Figure 1 - An initial proposal.

Instead, what is needed is a means of adjusting the microphone output signal, in relation to the acoustic echoes. However by considering the acoustic response of a simple room, one can soon realise the complexity of the problem. Considering a room as a system, with an input signal of speech, and an output signal consisting of acoustic echoes, we can think of the room as having an impulse response. Simply by drawing the curtains, or closing the door in the room, the impulse response is significantly altered.

Figure 2 - Car cabin responses with just one person. Above, with two hands on the wheel. Below, with one hand raised.

To complicate the problem even further, the fact that many different echo paths exist in a room results in a single impulse producing several thousand impulse responses.
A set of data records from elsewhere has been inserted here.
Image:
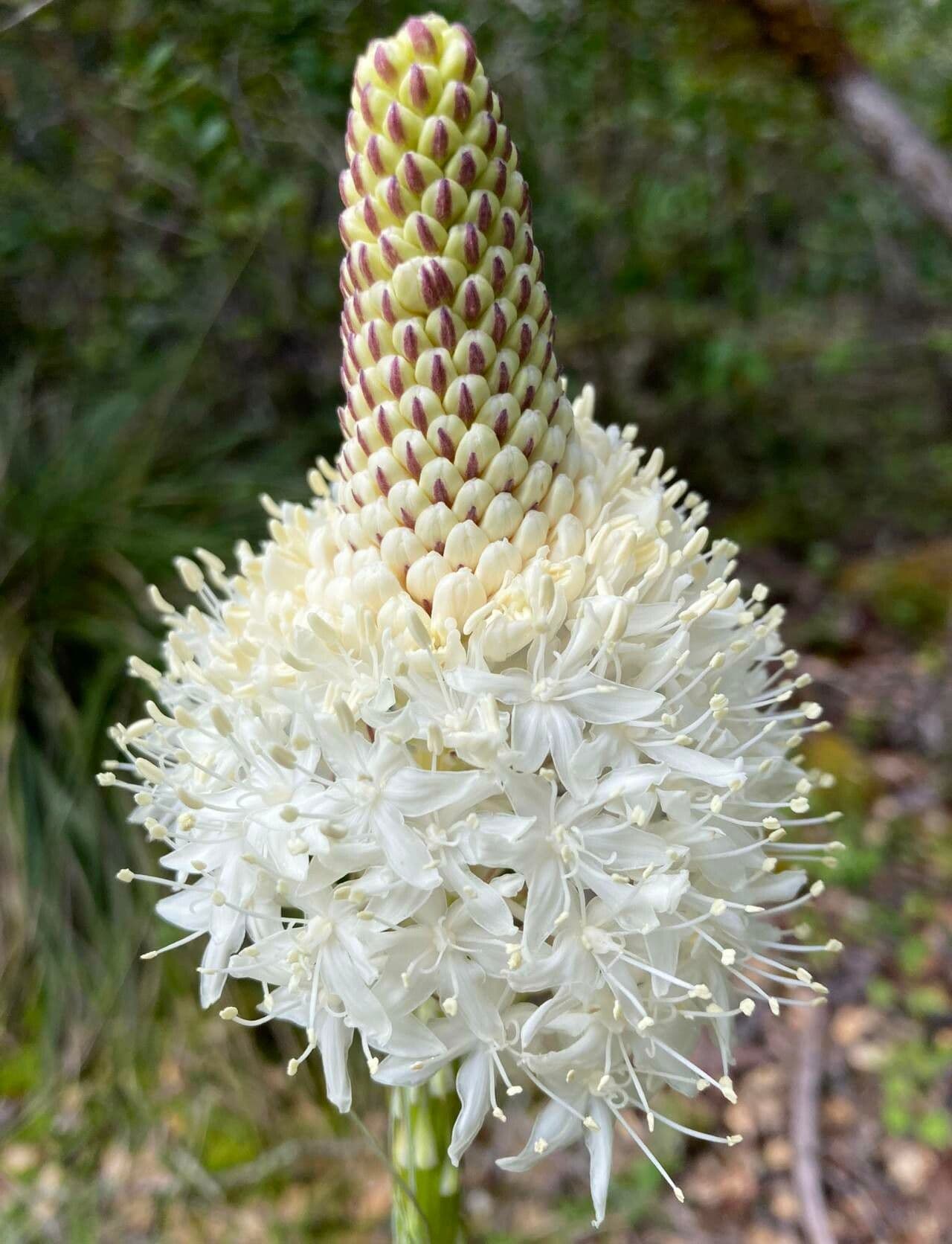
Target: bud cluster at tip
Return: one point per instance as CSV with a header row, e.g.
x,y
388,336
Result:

Figure 3 - The impulse response of an acoustic environment due to many echo paths

Now as hands-free telecommunication imposes no restriction upon the location and direction of one's voice, the hands-free system is tremendously complicated by having an unknown and ever-changing location of the source signal. Town driving involves much head movement, and many objects can be placed within a car, illustrating that the acoustic characteristics can never be taken as constant. As if this wasn't enough, the acoustic characteristics of a room are also dependent upon the amplitude and frequency of the source signal, speech being highly variable in both aspects. Thus not only do we need acoustic-echo cancellation, we need it to be rapidly adaptive to an ever-changing acoustic environment, and signal source.
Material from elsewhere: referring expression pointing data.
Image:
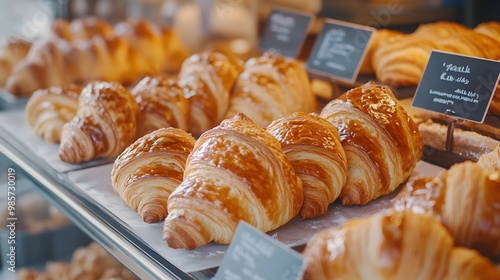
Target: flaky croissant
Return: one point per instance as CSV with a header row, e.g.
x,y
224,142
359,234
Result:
x,y
49,109
391,245
236,171
104,125
162,104
313,146
207,78
271,87
146,172
465,199
381,142
14,51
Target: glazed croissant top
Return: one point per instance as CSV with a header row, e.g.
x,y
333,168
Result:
x,y
104,125
381,141
392,245
162,104
49,109
465,199
236,171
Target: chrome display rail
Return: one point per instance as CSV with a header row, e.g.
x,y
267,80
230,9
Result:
x,y
96,222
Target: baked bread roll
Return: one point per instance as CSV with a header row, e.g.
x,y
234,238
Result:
x,y
491,160
104,125
271,87
11,53
380,37
146,172
313,146
391,245
236,171
162,104
207,79
43,67
49,109
381,142
403,61
465,199
490,28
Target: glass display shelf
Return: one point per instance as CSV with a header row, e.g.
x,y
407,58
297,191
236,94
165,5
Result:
x,y
111,233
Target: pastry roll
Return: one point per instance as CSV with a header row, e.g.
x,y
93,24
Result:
x,y
162,104
49,109
465,199
380,37
391,245
236,171
208,78
146,173
104,125
313,146
381,142
271,87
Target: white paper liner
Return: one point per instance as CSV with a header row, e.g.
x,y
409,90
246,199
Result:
x,y
96,182
14,123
Current hands-free technology

Existing telephones featuring hands-free operation usually only offer half-duplex speech communication, avoiding the feedback problem by disabling the microphone while the local loudspeaker is active. Such a solution is far from ideal, as it is significantly affected by background noise. The switching between each telephone is performed using the amplitude of the microphone output signal, rather than by holding down a button as in CB radio. Thus the phone located in the loudest environment at any one time is transmitting speech, while the other is broadcasting speech. Switching is supposed to be controlled by the voices of the speaking parties, but the many sources of background noise fool the telephones into switching. Thus such gain switching is inadequate for use within an automotive environment.

Looking to the future

One can thus deduce that an electronic rather than physical means of removing any acoustic echoes is required. In order to perform such rapid dynamic environmental adaptation, use is made of complex mathematical algorithms, involving thousands of modelling coefficients. Considering that the adaptation must be performed in real-time, one can conceive that a significant amount of processing power is required to keep the modelling coefficients of the algorithm in match with that of the environment. Tests in research labs around the world have shown very promising results, using a range of algorithms, and with further refinement, one can soon expect to see the availability of true hands-free communication.

Source references

The hands-free telephone problem - An annotated bibliography Eberhard Hansler, Signal Processing 27 (1992) 259-271, 1992 Elsevier Science Publishers B.V.

Acoustic echo canceller for hands-free mobile radiotelephony Soren Holdt Jensen, Signal Processing VI : Theories and Applications, 1992 Elsevier Science Publishers B.V.

Enhancement of hands-free telecommunications P.Naylor, J.Alcazar, J.Boudy, Y.Grenier, Freetel project (Esprit III). ANN. TELECOMMUN., 49 no 7-8 1994.